Extended Data Fig. 6: Whole embryo scATAC-seq and trophoblast annotation.
From: An atlas of rabbit development as a model for single-cell comparative genomics
a) An illustration of the 8 samples (N = 4 embryos) processed for single-cell ATAC-sequencing. b) Quality control of whole embryo scATAC-seq nuclei based on transcription start site (TSS) enrichment score, total number of fragments per cell, and fraction of reads in peaks (FRIP) across samples. The lower and upper hinges of the boxplots relate to the first and third quartiles respectively. The center line denotes the median and the whiskers extend to the largest/smallest value no further than 1.5 times the inter-quartile range from the upper/lower hinge respectively.
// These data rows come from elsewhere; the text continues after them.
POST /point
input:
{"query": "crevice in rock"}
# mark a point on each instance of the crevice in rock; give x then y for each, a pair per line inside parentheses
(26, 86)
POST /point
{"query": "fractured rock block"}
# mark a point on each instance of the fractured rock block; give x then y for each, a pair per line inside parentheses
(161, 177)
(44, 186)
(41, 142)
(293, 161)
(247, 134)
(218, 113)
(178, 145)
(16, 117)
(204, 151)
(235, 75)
Number of nuclei per sample - BGRGP1:26250; BGRGP2 12246; BGRGP3 13008; BGRGP4 4887; BGRGP5 12192; BGRGP6 11982; BGRGP7 11313; BGRGP8 10368. c) The fragment size distribution plotted for each scATAC-seq sample. d) UMAP of 34,082 nuclei that passed quality control for scATAC-seq, colored by predicted cell type inferred from label transfer (see Methods). Inset shows the UMAP colored by developmental stage. e) Linear regression between mean RNA expression and mean ATAC gene scores across cell-types, for top 50 marker genes of annotated cell-types. Top left panel shows linear regression along with values across cell-types for SCT marker genes, other panels only show the linear model itself. Red dotted lines indicate a slope of 1 (see Methods). f) Gene Activity scores of marker genes for refined trophoblast to SCT cell-type annotation. g) Motif enrichment in marker peaks for refined trophoblast to SCT cell-type annotation. h) Genome browser views of the regions surrounding EOMES, CDH5, FOXA2, GATA1 & HDAC6, HBG1/2, PAX6, TBX6 for selected cell-types. N = 4 embryos in all panels. QC values, fragment size distributions, UMAP coordinates, predicted annotations, linear model parameters and heatmap values are all available in the source data.